Gayonese Documentary, Saat sang fajar menghampiri tanoh ku, saatnya aku beserta Ama Ine bersiap untuk mengunjungi mu.
“Apa kabar? Sudah lama kita tak bertemu, kalian masih berdiri dengan gagah beserta hijau rimbun daunnya. Buah mungil bulat kecil-kecil ilang ijo warnamu. O iya, bagaimana dengan Sesongot?, hahaa ulat cantik berduri dan nakal yang menempel di daun mu ini pernah menyentuh kulit tanganku yang membuatku menangis kesakitan, lalu Ama memetik daun mu yang ditempeli sesongot dan melipatnya kemudian mengusapkan cairan dari ulat itu ke tanganku dan… ajaib rasa sakitnya berkurang dan menghilang dalam beberapa detik.” Itulah sedikit cerita ketika libur kuliah yang lalu.

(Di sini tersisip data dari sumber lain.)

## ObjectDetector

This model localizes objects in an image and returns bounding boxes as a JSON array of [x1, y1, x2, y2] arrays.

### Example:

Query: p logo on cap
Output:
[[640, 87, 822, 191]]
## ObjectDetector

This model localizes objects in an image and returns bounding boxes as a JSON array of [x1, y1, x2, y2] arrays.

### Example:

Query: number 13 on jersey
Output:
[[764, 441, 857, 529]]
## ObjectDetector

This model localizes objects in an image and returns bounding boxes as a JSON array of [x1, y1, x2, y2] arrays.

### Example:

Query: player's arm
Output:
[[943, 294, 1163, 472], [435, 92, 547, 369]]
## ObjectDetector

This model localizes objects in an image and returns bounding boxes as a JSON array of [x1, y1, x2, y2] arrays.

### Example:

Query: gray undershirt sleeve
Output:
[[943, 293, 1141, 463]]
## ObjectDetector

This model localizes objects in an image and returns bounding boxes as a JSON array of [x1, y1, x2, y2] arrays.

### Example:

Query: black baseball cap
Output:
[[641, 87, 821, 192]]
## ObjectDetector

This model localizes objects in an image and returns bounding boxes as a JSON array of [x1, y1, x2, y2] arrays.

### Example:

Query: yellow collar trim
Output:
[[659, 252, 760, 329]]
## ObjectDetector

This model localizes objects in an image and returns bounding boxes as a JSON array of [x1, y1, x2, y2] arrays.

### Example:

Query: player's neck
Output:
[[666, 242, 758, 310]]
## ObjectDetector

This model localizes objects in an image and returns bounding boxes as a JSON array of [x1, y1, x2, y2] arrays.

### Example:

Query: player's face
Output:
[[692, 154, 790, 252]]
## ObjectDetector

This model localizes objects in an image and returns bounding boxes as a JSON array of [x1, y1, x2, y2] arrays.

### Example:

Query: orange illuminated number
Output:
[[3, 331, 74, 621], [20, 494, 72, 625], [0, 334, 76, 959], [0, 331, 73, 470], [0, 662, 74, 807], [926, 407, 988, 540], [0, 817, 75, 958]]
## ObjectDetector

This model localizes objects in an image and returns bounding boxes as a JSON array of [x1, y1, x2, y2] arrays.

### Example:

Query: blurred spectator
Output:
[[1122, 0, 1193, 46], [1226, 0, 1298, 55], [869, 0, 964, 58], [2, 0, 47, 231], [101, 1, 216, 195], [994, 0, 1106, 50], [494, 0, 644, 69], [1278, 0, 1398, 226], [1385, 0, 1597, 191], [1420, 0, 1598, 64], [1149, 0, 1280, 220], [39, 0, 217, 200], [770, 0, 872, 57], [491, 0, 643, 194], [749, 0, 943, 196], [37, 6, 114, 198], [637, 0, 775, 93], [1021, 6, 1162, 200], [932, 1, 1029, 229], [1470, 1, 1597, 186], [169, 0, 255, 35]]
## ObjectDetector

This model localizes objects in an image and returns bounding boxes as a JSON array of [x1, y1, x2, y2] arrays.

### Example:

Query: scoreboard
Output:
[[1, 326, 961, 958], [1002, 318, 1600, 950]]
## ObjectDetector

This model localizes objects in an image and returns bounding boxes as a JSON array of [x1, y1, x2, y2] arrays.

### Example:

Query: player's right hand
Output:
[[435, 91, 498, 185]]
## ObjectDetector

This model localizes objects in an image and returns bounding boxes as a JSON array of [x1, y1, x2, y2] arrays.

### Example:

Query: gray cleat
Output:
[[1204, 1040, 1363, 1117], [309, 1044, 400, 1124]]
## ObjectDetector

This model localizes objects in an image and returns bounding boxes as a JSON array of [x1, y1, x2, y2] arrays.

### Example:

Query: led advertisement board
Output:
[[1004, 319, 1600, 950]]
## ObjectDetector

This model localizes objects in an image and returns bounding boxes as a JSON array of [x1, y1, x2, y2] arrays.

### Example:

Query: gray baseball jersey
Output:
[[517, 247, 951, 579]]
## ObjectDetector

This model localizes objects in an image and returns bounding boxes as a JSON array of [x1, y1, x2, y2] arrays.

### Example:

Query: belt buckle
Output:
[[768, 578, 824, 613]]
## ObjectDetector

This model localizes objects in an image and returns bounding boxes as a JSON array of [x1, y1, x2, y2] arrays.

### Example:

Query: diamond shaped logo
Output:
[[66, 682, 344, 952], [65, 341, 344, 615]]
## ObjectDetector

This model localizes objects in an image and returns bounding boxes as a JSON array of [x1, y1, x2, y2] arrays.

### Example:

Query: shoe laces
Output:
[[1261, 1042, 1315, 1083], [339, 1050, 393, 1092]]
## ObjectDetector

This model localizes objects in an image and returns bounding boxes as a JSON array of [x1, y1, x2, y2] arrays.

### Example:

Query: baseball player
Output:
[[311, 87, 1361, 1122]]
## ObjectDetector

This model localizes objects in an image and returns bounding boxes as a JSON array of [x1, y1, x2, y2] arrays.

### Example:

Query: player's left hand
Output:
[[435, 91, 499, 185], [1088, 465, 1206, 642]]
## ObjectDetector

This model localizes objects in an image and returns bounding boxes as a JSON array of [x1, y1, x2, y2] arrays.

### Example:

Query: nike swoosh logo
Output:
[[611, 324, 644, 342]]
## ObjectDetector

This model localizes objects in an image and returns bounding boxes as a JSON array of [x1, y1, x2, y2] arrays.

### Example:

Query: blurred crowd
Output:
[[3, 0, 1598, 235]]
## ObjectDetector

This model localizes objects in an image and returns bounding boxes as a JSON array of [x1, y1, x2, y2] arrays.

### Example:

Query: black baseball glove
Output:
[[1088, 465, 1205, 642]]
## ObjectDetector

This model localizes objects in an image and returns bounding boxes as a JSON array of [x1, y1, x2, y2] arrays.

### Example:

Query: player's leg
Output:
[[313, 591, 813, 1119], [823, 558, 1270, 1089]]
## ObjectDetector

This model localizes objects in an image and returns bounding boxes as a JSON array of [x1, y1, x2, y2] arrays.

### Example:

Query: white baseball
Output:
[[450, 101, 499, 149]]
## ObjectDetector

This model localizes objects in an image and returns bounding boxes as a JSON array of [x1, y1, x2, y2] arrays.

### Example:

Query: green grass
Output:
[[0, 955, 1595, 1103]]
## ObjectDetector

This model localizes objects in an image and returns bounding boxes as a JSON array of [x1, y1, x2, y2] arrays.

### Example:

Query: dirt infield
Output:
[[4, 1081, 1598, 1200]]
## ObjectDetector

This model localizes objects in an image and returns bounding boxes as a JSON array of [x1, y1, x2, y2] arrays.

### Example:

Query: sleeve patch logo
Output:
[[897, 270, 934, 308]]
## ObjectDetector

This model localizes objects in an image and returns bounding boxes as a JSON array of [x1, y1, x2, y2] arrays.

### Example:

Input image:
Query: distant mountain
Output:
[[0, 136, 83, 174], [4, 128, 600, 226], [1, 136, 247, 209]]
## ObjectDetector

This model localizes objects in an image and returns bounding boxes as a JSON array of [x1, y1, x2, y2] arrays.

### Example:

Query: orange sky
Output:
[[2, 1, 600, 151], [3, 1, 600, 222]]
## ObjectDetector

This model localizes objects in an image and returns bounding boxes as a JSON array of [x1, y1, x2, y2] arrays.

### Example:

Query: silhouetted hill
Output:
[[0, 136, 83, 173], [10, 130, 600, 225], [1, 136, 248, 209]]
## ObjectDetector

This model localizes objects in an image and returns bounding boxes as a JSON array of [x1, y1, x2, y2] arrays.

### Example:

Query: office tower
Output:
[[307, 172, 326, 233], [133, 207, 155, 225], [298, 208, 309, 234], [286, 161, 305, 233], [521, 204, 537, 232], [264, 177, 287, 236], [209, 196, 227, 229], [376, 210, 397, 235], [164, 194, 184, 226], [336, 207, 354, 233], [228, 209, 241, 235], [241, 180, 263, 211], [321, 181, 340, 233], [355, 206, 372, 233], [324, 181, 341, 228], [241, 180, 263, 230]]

Kopi adalah komoditas utama di tanoh ku. Tanaman ini tumbuh subur di dataran tinggi Gayo. Dibutuhkan waktu 2,5-3 tahun bibit kopi untuk tumbuh sehingga bisa dipanen buah merahnya. Ada beberapa fase dalam proses kopi sebelum menjadi minuman yang meneduhkan. Masyarakat yang berada diluar tanoh Gayo umumnya hanya mengetahui kopi dengan sebutan kopi, baik itu kopi yang masih hijau, sudah merah atau yang sudah di proses. Namun masyarakat Gayo memiliki istilah khusus penamaan kopi dalam setiap prosesnya.

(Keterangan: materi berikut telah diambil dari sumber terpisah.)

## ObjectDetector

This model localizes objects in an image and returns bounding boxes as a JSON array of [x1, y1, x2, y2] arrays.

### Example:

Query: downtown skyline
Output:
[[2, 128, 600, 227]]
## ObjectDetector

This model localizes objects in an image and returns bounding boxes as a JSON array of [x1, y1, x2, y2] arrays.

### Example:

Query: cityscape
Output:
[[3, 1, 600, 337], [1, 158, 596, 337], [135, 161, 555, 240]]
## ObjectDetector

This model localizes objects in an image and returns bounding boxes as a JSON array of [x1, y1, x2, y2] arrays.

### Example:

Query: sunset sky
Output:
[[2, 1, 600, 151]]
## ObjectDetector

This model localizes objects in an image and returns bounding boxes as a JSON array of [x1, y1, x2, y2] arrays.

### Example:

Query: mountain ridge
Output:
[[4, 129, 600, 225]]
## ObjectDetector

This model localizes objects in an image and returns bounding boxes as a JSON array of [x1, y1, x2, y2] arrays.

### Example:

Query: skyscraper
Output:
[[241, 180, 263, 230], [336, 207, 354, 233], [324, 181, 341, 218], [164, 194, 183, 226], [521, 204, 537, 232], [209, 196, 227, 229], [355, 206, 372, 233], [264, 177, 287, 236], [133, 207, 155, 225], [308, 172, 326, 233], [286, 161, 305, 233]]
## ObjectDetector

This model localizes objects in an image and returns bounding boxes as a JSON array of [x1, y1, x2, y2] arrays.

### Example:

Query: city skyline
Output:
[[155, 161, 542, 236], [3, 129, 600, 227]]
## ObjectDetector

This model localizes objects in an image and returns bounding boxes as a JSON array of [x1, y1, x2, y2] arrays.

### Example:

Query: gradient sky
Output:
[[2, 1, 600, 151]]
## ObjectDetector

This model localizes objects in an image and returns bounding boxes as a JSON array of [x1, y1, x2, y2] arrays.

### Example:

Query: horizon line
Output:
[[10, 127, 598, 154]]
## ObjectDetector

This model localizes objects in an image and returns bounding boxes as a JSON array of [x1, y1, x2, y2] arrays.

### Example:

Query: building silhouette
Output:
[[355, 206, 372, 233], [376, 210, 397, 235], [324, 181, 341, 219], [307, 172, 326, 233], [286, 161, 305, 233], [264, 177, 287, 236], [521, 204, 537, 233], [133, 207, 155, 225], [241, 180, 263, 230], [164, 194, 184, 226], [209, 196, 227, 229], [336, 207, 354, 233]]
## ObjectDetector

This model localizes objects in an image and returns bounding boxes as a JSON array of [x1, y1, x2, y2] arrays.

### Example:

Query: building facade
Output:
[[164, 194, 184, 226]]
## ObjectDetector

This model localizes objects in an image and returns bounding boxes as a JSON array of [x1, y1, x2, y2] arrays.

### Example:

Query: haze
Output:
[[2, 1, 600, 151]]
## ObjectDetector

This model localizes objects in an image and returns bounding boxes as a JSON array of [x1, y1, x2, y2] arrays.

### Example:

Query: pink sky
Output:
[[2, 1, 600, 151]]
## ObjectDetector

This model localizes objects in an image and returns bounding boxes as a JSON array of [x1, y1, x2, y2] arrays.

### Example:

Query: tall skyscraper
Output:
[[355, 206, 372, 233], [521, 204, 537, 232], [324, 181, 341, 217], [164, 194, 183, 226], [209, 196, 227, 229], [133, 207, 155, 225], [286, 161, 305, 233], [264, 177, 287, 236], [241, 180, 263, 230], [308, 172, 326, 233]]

Pertama, Bunge yaitu pertumbuhan bunga yang harum dan khas berwarna putih pada ranting kopi. Kedua, Mutik yaitu buah Baby kopi yang telah tampak setelah penyerbukan bunga, buahnya kecil berwarna hijau. Ketiga, Ijo yaitu Baby kopi yang telah tumbuh menjadi ukuran yang lebih besar dan masih berwarna hijau, belum bisa dipanen ya. Keempat, Ilang yaitu buah hijau kopi yang telah matang dan berubah warna menjadi merah. Kelima, Gelondong yaitu buah kopi yang sudah dipetik dan masih belum diproses atau masih berkulit merah. Keenam, Gabah yaitu sebutan untuk buah kopi yang telah melalui proses penggilingan mesin, pemisahan antara kulit merah dan buah dalamnya. Ketujuh, Labu yaitu buah kopi yang telah di jemur dan juga telah di pisahkan dari kulit arinya dengan menggunakan mesin. Kedelapan, kupi besele yaitu saatnya kopi dipanggang dan merubah warnanya menjadi hitam serta mulai mengeluarkan aromanya yang khas. Kesembilan, Bubuk kupi yaitu kupi besele yang sudah dihaluskan menjadi bubuk.
Setelah melalui beberapa proses diatas, jadilah Kupi Gayo yang siap untuk diminum. Kupi Gayo tak hanya dikonsumsi oleh masyarakat Gayo, tetapi sudah merambat ke daerah-daerah lain di Indonesia bahkan Internasional. Rasa bangga dengan mata berbinar dan hati yang senang menghampiriku ketika pertama kali aku menginjaki tanah rantau, sering ku temui kedai-kedai kopi yang bertuliskan Kupi Gayo di tempat perantauan ku. O iya tak hanya itu, ketika aku berbelanja ke supermarket yang ada di Medan, tampak beberapa tulisan bermerek kupi Gayo di deretan produk-produk bubuk kopi yang ada disana. Kupi Gayo juga sudah sering tampak di stasiun televisi ternama di Indonesia dan Lagunya juga sudah ada yang dikarang oleh penyanyi keren dari Tanoh Gayo Ervan Ceh Kul.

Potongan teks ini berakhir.